When it's time to mobilize members, the Member Activation Program (MAP) is the go-to resource for credit unions.

Last but not least, payroll deduction supports the political action campaigns statewide and nationally, and is a critical way to get the attention of lawmakers. When you can say you have a check to give them, lawmakers are more apt to listen to what you have to say.

Willard adds that she's seen the value of collaboration. Credit unions that collaborate with each other do better. From her own experience, as well, she's seen league presidents around the country collaborate to great effect. She says when there's so much willingness among people in credit unions to collaborate, we can "exploit" that and put their shared good ideas together for the future. Shared concepts can be scaled across larger areas to advance and amplify the best ideas.
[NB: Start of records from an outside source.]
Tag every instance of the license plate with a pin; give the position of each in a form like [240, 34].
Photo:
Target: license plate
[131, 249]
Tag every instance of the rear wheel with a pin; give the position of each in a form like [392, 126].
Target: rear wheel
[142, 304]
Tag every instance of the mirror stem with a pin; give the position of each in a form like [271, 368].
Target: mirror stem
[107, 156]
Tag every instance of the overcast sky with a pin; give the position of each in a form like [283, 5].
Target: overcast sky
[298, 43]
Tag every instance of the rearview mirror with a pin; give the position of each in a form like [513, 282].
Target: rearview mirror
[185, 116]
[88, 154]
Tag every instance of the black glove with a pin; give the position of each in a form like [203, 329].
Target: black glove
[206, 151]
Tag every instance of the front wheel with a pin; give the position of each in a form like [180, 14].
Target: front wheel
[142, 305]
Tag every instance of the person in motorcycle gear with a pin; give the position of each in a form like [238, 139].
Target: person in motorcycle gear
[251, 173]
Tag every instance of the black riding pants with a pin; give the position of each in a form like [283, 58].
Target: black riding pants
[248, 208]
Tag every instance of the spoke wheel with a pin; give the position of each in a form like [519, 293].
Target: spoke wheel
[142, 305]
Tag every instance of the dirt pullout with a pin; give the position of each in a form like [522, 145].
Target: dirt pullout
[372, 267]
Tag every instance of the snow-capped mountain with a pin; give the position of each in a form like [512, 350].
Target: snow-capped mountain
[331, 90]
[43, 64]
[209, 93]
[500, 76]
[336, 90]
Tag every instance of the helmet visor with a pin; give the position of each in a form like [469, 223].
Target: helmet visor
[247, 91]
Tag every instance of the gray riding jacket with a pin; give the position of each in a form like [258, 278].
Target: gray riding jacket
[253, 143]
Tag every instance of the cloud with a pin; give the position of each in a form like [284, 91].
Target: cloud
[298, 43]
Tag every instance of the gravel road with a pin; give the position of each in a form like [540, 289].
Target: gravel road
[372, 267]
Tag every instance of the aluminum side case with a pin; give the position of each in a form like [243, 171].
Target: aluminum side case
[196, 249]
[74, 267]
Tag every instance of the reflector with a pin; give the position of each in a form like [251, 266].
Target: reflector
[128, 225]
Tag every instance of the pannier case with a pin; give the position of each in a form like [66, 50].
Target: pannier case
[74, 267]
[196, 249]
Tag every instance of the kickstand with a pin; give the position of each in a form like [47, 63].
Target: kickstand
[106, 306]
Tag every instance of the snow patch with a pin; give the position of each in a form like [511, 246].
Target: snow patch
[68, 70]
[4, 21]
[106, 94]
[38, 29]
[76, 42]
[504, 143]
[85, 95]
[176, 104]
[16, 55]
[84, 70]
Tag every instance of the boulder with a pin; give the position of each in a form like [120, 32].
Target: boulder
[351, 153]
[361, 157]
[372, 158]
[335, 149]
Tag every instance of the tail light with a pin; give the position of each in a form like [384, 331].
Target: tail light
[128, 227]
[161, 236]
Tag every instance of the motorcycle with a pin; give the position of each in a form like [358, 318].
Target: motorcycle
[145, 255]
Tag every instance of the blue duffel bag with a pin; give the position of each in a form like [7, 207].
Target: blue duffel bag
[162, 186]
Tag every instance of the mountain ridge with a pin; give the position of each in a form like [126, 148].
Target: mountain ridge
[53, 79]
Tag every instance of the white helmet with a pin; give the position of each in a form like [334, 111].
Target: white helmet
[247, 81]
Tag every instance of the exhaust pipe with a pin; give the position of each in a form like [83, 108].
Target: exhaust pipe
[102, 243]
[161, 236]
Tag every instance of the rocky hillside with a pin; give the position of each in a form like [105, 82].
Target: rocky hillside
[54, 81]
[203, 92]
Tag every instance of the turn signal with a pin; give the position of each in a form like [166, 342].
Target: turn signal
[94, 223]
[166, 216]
Willard has been visiting credit unions around the Cornerstone region. Based on feedback, in addition to dues-supported training offerings, she's looking at the pricing structure for other Cornerstone offerings. That includes ensuring that the fee-based services are compelling and sophisticated enough to attract bigger credit unions, while maintaining price sensitivity for smaller credit unions, including bundling some training options. This is one of her challenging tasks for the year.

Willard also touched on compliance. The need for compliance services has exploded, she says, and Cornerstone can help with existing professional staff and programs. She praised Cornerstone's executive search services in its subsidiary, Credit Union Resources, noting that it was due to Marcus Cotton, VP executive recruiting, that she was hired by Cornerstone.

Among other services, Willard talked about the need for COOP Shared Branching to ensure members have widest access to their accounts and to ensure connectivity with other credit unions locally and nationwide. She recommended the Cornerstone research team, which localizes the precise information and data you need; Cornerstone representatives who serve as points of contact for affiliated credit unions; and Southwest CUNA Management School.

Finally, Willard talked about efficiency and how credit unions compare to banks. She notes that credit unions need to remain competitive while running lean, but not so lean that they reduce products and services and hinder a compelling transactional experience for members. Balance is key.